The Fellowship emerged from informal gatherings El-Mekki and colleagues would have at a restaurant in West Philadelphia. Each educator in the group would share something positive and something negative from the prior week, and the members would work through those issues together.

At the beginning of the 2015-16 school year, the Fellowship officially met for the first time. It has since hosted a job fair for black male teaching candidates and received support from some well-credentialed backers.

Earlier this year, it held a town hall with acting U.S. Secretary of Education John King. The group’s work has also been endorsed by Philadelphia Schools Superintendent William Hite and Pennsylvania Secretary of Education Pedro Rivera.

On Saturday, the Fellowship held its fourth official gathering, highlighted by an appearance from David Johns, executive director of the White House’s Initiative on Educational Excellence for African Americans.

“The world needs to see us outside of the lies that so often are told about us,” Johns told the crowd gathered at school district headquarters on North Broad Street. “Hear me when I say we appreciate you and we need you.”

Re-energizing recruitment

In addition to its outward-facing agenda, the Fellowship also encourages its own members to be more active evangelists for the teaching profession.

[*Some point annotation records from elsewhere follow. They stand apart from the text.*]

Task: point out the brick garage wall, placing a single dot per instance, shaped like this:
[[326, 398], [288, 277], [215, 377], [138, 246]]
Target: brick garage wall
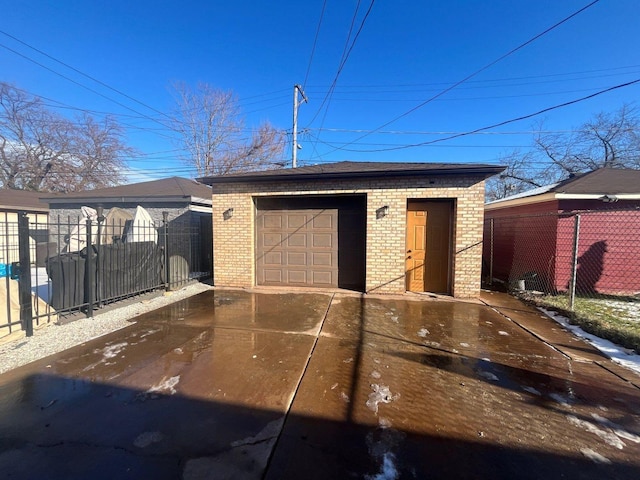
[[234, 237]]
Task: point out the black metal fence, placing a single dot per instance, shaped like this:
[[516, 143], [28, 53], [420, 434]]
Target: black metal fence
[[66, 266]]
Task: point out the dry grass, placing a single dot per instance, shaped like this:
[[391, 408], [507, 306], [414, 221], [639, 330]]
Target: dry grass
[[613, 318]]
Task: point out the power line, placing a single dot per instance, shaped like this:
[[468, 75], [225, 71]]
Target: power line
[[477, 72], [490, 80], [315, 41], [496, 125], [345, 55], [79, 84], [100, 82]]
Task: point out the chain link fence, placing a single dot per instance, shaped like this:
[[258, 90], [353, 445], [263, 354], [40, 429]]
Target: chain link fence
[[584, 264], [586, 254], [74, 265]]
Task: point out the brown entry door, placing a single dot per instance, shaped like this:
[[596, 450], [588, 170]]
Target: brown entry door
[[428, 252]]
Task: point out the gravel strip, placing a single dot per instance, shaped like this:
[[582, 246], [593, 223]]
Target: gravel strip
[[56, 338]]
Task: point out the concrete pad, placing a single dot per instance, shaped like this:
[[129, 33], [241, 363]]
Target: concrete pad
[[379, 401], [185, 393], [237, 384]]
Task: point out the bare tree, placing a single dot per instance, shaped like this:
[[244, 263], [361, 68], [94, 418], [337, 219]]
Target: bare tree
[[43, 151], [610, 140], [211, 130]]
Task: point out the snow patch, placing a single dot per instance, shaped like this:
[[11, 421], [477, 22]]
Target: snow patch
[[423, 332], [615, 352], [108, 352], [269, 432], [380, 394], [532, 391], [166, 385], [609, 437], [559, 398], [488, 376], [595, 456], [388, 470], [617, 429], [148, 438]]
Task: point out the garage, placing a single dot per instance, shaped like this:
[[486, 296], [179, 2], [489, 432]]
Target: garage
[[310, 242]]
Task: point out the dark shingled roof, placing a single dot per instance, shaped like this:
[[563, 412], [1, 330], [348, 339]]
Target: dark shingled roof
[[22, 200], [357, 170], [154, 190], [615, 181]]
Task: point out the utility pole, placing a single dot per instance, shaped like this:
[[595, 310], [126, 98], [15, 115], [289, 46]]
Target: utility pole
[[294, 147]]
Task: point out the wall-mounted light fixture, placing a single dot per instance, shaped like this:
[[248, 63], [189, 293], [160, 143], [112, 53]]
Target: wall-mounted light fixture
[[382, 212]]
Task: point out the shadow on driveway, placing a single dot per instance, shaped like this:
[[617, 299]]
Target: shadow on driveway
[[235, 384]]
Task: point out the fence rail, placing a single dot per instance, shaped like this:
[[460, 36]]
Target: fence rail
[[586, 253], [80, 264]]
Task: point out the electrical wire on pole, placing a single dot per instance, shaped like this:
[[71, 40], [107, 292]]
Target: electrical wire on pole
[[294, 147]]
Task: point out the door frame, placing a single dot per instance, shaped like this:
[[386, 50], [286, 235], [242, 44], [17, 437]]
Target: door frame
[[452, 215]]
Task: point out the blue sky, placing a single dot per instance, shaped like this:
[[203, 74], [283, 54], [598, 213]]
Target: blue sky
[[406, 53]]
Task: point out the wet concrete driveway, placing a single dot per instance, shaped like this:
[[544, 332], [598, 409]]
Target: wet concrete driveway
[[236, 384]]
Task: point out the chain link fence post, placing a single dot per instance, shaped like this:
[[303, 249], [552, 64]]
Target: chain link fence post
[[89, 278], [165, 223], [24, 278], [491, 253], [574, 262]]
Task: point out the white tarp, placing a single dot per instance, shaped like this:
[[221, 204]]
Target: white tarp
[[142, 228], [78, 236]]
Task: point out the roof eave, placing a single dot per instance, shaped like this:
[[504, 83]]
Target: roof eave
[[279, 177], [125, 199]]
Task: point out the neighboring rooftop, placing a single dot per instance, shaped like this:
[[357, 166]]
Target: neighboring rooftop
[[166, 189], [623, 183], [612, 181], [16, 200], [356, 170]]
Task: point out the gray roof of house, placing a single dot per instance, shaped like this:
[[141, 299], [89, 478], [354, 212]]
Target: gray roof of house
[[603, 181], [167, 189], [357, 170], [615, 181], [22, 200]]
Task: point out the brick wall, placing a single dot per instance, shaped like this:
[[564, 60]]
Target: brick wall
[[234, 236]]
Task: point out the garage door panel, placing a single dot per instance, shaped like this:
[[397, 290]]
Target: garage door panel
[[322, 259], [297, 259], [297, 240], [296, 221], [323, 278], [271, 239], [323, 221], [273, 258], [272, 276], [297, 277], [272, 221], [322, 240], [297, 247]]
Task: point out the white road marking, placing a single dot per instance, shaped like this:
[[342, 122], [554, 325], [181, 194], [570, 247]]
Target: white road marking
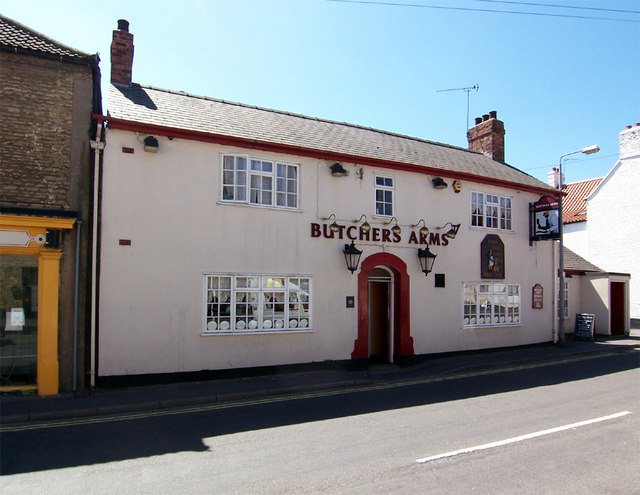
[[529, 436]]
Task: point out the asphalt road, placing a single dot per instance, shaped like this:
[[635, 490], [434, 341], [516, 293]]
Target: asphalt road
[[366, 441]]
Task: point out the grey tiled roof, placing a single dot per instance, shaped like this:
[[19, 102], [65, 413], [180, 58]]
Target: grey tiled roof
[[149, 105], [15, 36]]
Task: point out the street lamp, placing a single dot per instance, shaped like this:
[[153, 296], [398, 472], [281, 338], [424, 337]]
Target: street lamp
[[588, 150]]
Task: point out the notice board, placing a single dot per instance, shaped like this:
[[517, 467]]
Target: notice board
[[585, 326]]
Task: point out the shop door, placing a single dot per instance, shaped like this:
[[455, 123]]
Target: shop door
[[380, 317], [617, 308], [18, 320]]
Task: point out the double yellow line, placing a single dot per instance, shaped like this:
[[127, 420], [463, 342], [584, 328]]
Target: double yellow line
[[284, 398]]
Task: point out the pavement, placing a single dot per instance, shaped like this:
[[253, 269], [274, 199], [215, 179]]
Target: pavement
[[16, 409]]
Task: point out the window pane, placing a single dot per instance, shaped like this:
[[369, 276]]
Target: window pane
[[19, 307]]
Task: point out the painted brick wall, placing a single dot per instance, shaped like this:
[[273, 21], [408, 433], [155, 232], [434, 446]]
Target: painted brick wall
[[36, 109], [614, 219]]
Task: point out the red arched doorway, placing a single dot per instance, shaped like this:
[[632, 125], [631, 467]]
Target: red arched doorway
[[401, 341]]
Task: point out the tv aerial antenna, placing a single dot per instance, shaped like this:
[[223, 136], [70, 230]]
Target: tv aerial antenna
[[475, 87]]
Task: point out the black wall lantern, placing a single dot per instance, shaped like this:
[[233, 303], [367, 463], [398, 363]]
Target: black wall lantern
[[426, 258], [439, 183], [337, 170], [396, 228], [453, 231], [334, 227], [151, 144], [424, 230], [352, 256]]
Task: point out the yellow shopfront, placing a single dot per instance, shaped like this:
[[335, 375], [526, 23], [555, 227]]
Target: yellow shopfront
[[29, 292]]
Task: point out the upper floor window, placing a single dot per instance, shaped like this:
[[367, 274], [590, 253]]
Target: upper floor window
[[259, 182], [384, 195], [491, 211]]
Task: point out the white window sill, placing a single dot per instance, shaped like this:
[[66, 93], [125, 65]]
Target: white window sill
[[251, 205], [489, 325], [258, 332]]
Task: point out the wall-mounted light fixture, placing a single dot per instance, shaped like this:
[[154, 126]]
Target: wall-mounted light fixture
[[334, 227], [365, 225], [423, 230], [453, 231], [337, 170], [351, 256], [426, 259], [396, 228], [439, 183], [151, 144]]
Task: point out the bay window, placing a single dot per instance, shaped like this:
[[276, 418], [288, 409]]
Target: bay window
[[256, 303], [491, 304]]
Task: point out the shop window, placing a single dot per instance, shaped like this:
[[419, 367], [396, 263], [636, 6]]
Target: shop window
[[565, 295], [384, 195], [256, 303], [259, 182], [491, 211], [19, 320], [491, 304]]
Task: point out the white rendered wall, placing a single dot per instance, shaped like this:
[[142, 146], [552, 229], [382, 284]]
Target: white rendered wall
[[576, 238], [167, 205], [614, 217]]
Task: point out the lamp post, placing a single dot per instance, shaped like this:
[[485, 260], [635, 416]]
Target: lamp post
[[589, 150]]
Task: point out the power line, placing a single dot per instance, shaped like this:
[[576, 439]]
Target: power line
[[555, 6], [494, 11]]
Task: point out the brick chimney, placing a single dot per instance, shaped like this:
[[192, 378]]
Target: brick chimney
[[122, 54], [487, 136]]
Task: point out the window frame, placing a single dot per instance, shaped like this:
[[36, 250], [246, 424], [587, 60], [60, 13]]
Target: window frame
[[256, 303], [385, 189], [491, 211], [284, 190], [504, 305], [565, 294]]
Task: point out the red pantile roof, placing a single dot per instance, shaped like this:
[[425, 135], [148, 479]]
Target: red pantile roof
[[574, 204]]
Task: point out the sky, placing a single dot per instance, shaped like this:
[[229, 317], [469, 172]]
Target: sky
[[562, 75]]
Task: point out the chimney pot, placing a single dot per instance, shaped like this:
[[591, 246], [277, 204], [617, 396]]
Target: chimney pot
[[487, 136], [122, 54]]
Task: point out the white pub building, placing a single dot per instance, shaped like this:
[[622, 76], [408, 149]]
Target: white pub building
[[237, 237]]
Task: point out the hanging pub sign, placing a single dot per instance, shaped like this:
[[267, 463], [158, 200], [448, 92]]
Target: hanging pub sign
[[544, 217], [492, 257]]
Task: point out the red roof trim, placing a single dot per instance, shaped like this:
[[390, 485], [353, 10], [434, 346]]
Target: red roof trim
[[128, 125]]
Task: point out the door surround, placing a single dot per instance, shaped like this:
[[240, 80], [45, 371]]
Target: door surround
[[403, 342]]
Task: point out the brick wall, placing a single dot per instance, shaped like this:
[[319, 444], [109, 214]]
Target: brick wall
[[46, 163], [36, 109]]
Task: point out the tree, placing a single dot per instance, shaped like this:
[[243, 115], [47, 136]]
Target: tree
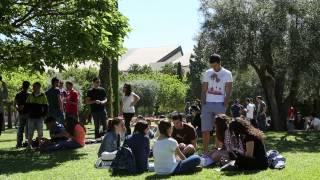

“People are not encouraging our best and brightest to become teachers. And it’s almost everything but,” said El-Mekki. “What we wanna do is counter that and say, ‘No, it’s an amazing profession.’ We should tell them, ‘You can be a leader. You can lead 100 students. You can lead a school.’”

Tamir Harper, 16, a student at Science Leadership Academy in Center City, said he wants to teach, but that he’s often dissuaded by his own teachers.

“We have to recruit more. We have to let young people know that education is key, and you can go change a life,” he said.

Tamir, by the way, is undaunted by the discouragement. After teaching, he said, he’d like to become either superintendent of the Philadelphia schools, mayor — or both.